What do you need to know about the probate process?

| May 3, 2013 | Estate Administration & Probate |

Although the move to increase people’s knowledge of the importance of estate planning seems to have picked up across the country in recent years, many people are probably still confused about the probate process. This is easily understandable. When a person says “probate,” some people, even perhaps some of our Michigan readers, will say “what’s that?” Conscious of the mystery that surrounds the needs and necessities included in estate planning and probate, the author of one recent article decided to approach the issue in a uniquely simple format: a Top-10 list.

Number one on the list deals with powers of attorney. These documents need to be included in order to appoint someone to make decisions on the planner’s behalf in the unfortunate situation that the planner has become incapacitated and unable to make their own decisions. In Michigan, these documents are needed for both financial and medical decisions, and the appointee does not have to be the same person for both situations.

All of the other nine reasons on the list deal primarily with the drafting of a will and possibly trusts.
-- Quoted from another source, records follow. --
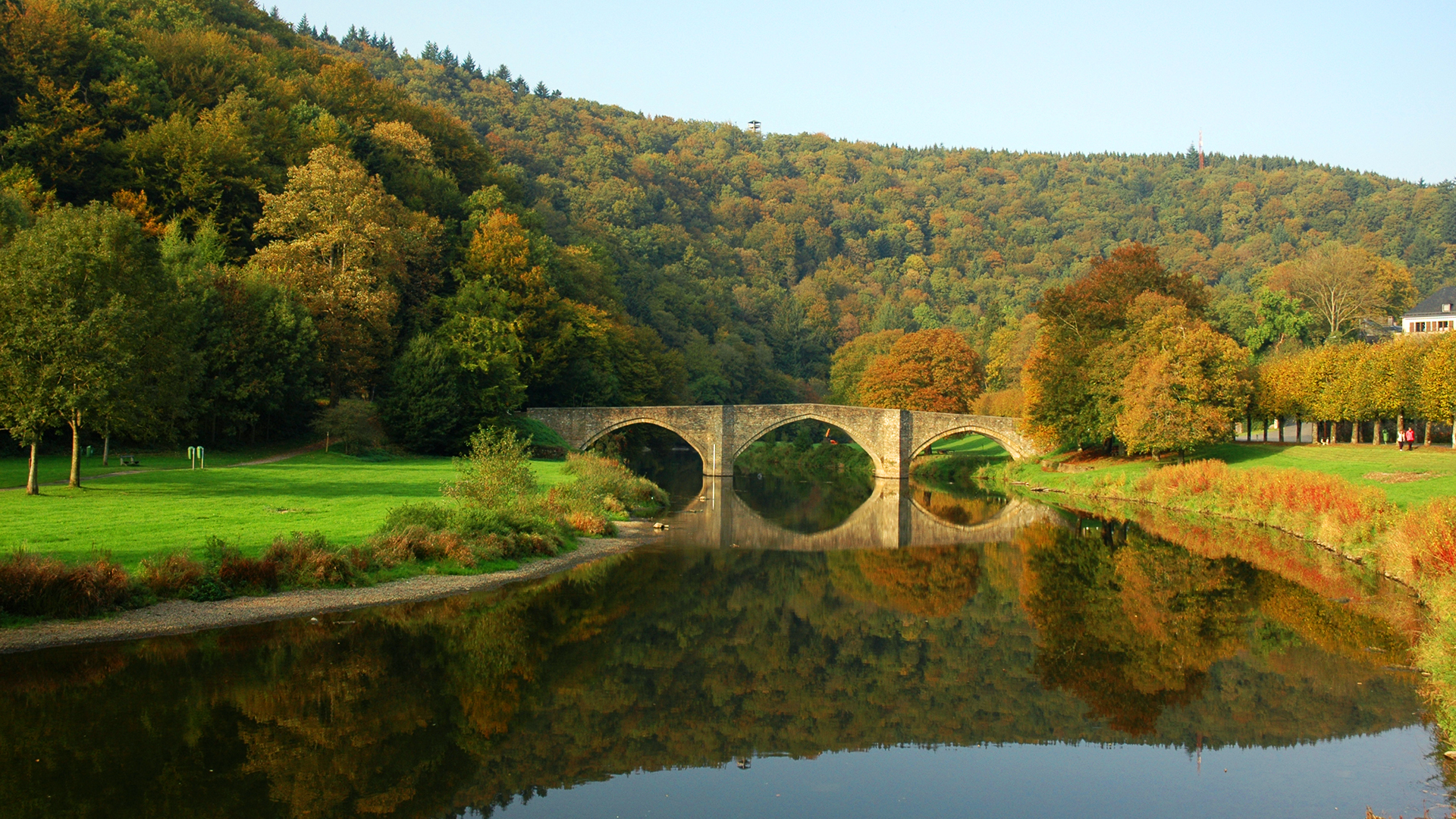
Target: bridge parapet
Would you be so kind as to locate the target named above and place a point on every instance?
(892, 438)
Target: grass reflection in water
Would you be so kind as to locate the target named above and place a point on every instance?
(685, 657)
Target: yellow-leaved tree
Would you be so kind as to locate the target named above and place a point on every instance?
(348, 249)
(1187, 382)
(1439, 382)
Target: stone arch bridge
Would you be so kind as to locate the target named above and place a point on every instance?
(892, 438)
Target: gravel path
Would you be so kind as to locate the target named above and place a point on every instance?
(182, 617)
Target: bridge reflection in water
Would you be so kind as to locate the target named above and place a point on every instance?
(897, 515)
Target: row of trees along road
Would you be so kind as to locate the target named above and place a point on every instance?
(1126, 353)
(1359, 384)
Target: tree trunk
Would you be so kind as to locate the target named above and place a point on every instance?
(76, 450)
(33, 479)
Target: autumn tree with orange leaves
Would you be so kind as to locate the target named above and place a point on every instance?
(932, 371)
(1075, 376)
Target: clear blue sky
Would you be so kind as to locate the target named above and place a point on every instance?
(1362, 85)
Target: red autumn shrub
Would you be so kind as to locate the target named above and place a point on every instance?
(34, 586)
(237, 572)
(171, 575)
(306, 560)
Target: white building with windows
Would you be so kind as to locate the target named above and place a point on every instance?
(1435, 314)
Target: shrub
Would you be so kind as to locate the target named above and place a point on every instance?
(36, 586)
(1424, 542)
(172, 575)
(246, 573)
(1327, 507)
(588, 523)
(603, 485)
(306, 560)
(495, 474)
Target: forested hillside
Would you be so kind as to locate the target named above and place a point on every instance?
(507, 245)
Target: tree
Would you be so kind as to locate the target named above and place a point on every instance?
(348, 249)
(92, 322)
(1338, 284)
(1075, 373)
(932, 371)
(440, 390)
(1187, 385)
(1279, 321)
(851, 360)
(1394, 381)
(1439, 382)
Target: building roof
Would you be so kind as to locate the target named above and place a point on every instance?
(1433, 303)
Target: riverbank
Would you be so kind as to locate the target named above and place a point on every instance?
(1411, 539)
(184, 617)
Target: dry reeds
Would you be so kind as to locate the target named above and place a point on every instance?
(41, 586)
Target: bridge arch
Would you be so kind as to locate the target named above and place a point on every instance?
(658, 423)
(979, 428)
(721, 433)
(861, 438)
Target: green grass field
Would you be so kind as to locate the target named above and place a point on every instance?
(57, 465)
(1408, 479)
(134, 516)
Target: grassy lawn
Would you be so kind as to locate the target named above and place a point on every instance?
(1408, 479)
(55, 461)
(134, 516)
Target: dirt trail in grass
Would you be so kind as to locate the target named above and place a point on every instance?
(280, 457)
(182, 617)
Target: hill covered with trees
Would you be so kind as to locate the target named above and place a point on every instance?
(504, 245)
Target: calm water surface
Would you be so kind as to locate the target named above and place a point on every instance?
(823, 649)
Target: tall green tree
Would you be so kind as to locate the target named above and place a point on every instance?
(92, 321)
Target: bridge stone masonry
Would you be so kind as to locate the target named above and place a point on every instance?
(892, 438)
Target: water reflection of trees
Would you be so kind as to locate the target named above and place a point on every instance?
(1133, 624)
(677, 657)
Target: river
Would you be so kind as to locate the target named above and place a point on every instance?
(797, 648)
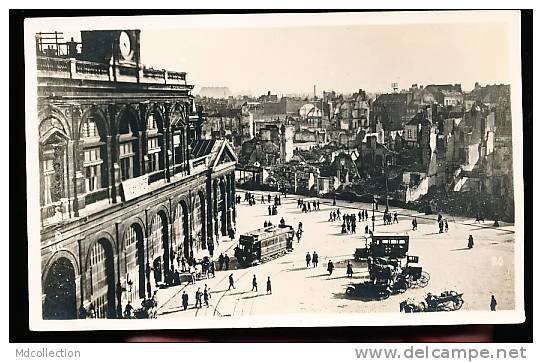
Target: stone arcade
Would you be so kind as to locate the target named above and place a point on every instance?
(126, 183)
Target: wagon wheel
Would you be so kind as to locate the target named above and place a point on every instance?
(423, 280)
(457, 303)
(385, 294)
(401, 285)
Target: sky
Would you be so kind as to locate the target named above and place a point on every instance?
(292, 60)
(287, 60)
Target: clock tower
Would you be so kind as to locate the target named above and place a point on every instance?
(111, 46)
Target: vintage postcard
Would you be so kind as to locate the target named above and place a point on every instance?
(259, 170)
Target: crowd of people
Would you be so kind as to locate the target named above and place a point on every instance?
(349, 226)
(308, 206)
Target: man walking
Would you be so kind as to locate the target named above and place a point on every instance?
(227, 261)
(221, 261)
(184, 300)
(231, 282)
(206, 295)
(330, 267)
(198, 298)
(254, 284)
(493, 303)
(349, 270)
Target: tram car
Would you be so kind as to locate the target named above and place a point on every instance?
(383, 245)
(262, 245)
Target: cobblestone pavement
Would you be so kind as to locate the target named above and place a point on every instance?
(486, 269)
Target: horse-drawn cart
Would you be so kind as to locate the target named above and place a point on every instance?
(446, 301)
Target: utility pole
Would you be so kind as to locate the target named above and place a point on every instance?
(373, 218)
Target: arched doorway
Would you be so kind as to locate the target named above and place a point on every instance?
(200, 222)
(184, 229)
(222, 206)
(59, 291)
(215, 207)
(102, 277)
(160, 246)
(135, 263)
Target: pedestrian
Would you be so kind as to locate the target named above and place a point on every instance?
(184, 300)
(227, 261)
(330, 267)
(349, 269)
(470, 244)
(493, 303)
(231, 282)
(192, 274)
(206, 296)
(128, 310)
(254, 284)
(198, 298)
(221, 261)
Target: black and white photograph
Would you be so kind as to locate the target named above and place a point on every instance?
(274, 170)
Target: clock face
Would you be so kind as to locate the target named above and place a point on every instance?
(125, 45)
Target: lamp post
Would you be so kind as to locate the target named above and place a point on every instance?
(373, 217)
(386, 175)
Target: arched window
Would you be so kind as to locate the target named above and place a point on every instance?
(93, 165)
(128, 148)
(53, 168)
(155, 143)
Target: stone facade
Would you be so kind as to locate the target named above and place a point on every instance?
(126, 183)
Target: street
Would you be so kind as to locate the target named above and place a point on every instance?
(478, 273)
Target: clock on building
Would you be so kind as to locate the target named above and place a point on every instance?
(125, 45)
(107, 46)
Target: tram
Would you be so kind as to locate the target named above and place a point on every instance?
(261, 245)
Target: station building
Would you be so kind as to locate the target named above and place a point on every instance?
(126, 182)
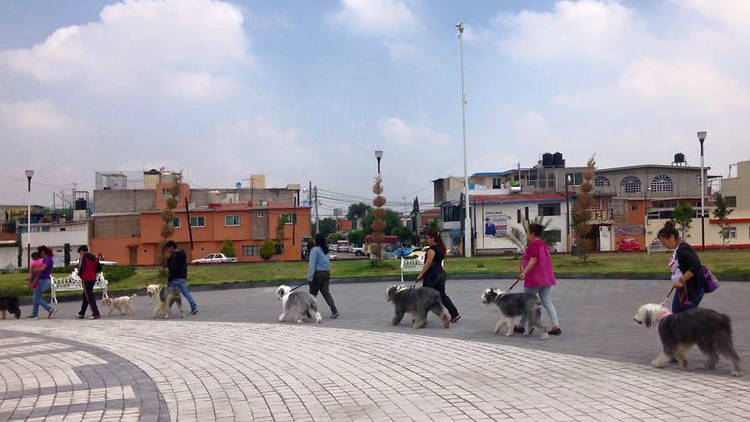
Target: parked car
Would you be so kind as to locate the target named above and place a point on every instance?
(628, 244)
(214, 258)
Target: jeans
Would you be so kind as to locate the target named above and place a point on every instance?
(436, 280)
(322, 282)
(181, 284)
(544, 294)
(44, 284)
(89, 299)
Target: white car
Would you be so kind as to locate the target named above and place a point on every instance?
(214, 258)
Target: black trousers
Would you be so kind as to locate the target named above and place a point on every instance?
(89, 299)
(436, 280)
(321, 283)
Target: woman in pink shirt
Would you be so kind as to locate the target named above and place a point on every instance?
(538, 275)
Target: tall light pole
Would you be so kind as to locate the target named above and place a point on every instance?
(29, 175)
(702, 138)
(467, 217)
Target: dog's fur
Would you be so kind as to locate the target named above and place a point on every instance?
(297, 305)
(710, 330)
(122, 304)
(418, 302)
(514, 305)
(164, 297)
(10, 304)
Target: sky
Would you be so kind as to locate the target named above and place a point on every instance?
(305, 91)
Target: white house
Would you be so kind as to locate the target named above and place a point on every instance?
(495, 214)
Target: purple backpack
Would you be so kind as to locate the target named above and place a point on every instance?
(711, 282)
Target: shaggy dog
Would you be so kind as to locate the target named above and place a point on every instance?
(297, 305)
(164, 297)
(513, 305)
(418, 302)
(710, 330)
(122, 304)
(10, 304)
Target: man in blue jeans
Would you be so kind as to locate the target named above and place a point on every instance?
(177, 264)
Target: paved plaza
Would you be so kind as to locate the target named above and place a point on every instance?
(234, 362)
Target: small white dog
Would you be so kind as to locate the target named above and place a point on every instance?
(122, 304)
(297, 305)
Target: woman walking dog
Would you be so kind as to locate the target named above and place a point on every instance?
(433, 275)
(319, 273)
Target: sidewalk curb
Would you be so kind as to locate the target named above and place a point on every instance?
(396, 280)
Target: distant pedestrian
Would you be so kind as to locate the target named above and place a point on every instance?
(43, 284)
(88, 268)
(319, 273)
(538, 275)
(686, 268)
(433, 275)
(177, 264)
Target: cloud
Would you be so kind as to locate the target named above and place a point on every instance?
(181, 48)
(395, 130)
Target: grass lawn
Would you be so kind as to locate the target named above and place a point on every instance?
(613, 264)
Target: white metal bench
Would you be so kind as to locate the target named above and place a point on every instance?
(73, 282)
(414, 265)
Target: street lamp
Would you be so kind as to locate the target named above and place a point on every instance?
(467, 218)
(29, 175)
(702, 138)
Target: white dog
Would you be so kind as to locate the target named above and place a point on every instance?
(164, 297)
(297, 305)
(122, 304)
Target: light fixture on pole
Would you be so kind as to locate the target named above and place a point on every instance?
(378, 155)
(467, 217)
(702, 138)
(29, 175)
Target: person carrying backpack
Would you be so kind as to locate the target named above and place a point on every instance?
(88, 267)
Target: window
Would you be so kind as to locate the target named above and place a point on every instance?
(630, 184)
(601, 181)
(548, 210)
(662, 183)
(289, 218)
(250, 250)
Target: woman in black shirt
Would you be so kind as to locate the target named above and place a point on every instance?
(433, 275)
(688, 281)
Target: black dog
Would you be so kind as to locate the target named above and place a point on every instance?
(10, 304)
(418, 302)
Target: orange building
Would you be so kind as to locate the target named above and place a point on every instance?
(134, 238)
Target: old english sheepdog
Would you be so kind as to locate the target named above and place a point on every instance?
(417, 301)
(297, 305)
(164, 297)
(514, 305)
(710, 330)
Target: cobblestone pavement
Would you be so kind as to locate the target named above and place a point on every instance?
(358, 368)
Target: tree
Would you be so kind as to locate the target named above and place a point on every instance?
(358, 210)
(683, 217)
(227, 248)
(356, 237)
(267, 249)
(721, 212)
(582, 212)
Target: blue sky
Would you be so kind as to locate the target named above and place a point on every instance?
(304, 90)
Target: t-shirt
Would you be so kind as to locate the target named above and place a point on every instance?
(49, 263)
(542, 275)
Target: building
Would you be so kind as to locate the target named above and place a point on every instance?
(127, 222)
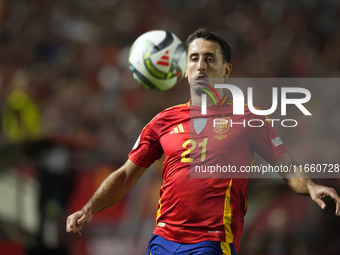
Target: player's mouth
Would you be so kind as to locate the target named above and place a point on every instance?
(201, 77)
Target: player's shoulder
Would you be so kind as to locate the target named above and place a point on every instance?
(170, 112)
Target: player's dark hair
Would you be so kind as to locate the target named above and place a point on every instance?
(210, 36)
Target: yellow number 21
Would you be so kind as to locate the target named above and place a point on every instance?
(193, 143)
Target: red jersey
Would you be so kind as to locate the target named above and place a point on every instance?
(191, 210)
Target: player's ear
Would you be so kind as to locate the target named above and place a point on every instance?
(227, 70)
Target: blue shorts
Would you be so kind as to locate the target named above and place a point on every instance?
(161, 246)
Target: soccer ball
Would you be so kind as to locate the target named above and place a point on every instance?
(157, 60)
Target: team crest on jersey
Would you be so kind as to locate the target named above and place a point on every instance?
(199, 124)
(222, 126)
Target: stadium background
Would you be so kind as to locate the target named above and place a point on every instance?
(67, 61)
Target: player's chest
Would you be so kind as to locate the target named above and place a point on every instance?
(200, 136)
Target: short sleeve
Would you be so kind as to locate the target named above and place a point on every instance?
(147, 148)
(265, 141)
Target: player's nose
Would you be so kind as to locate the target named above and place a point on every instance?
(201, 65)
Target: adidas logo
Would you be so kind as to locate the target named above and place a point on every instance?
(178, 129)
(164, 61)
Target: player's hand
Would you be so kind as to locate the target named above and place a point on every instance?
(75, 221)
(319, 193)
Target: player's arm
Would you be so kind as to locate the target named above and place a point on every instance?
(307, 186)
(110, 192)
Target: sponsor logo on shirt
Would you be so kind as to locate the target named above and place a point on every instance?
(177, 129)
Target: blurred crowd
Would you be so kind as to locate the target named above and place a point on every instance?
(70, 59)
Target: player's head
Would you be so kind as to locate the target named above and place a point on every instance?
(210, 36)
(208, 57)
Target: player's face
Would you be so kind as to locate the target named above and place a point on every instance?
(205, 61)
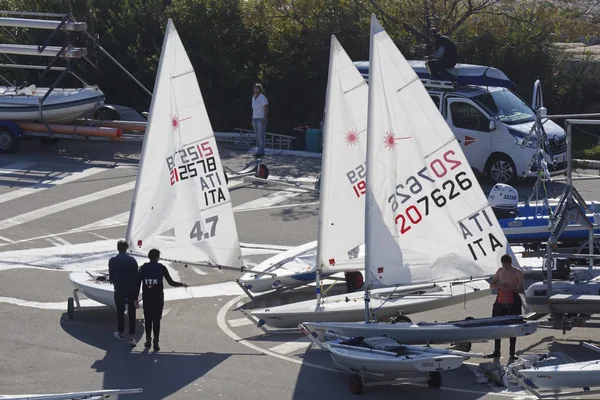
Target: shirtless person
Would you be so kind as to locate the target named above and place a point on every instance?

A will or trust allows the planner to specifically designate the individuals or organizations who will receive that person’s assets upon death. Without a will, state law makes that determination. For those with minor children, a will also includes a section to designate a guardian for those children in case both parents are deceased. Again, without this provision in a will state law will fill the role of deciding this issue.

A number of the items on the Top-10 list address the reality of the old saying “you can’t take it with you.” Certain assets, like retirement accounts and businesses, may need special attention to ensure that they are passed on to the appropriate beneficiary, and in the case of business ownership ensuring that the business stays in capable hands.

Why create an estate plan? The answer is different for everybody. However, some of the issues included in the recent article will apply to almost every situation.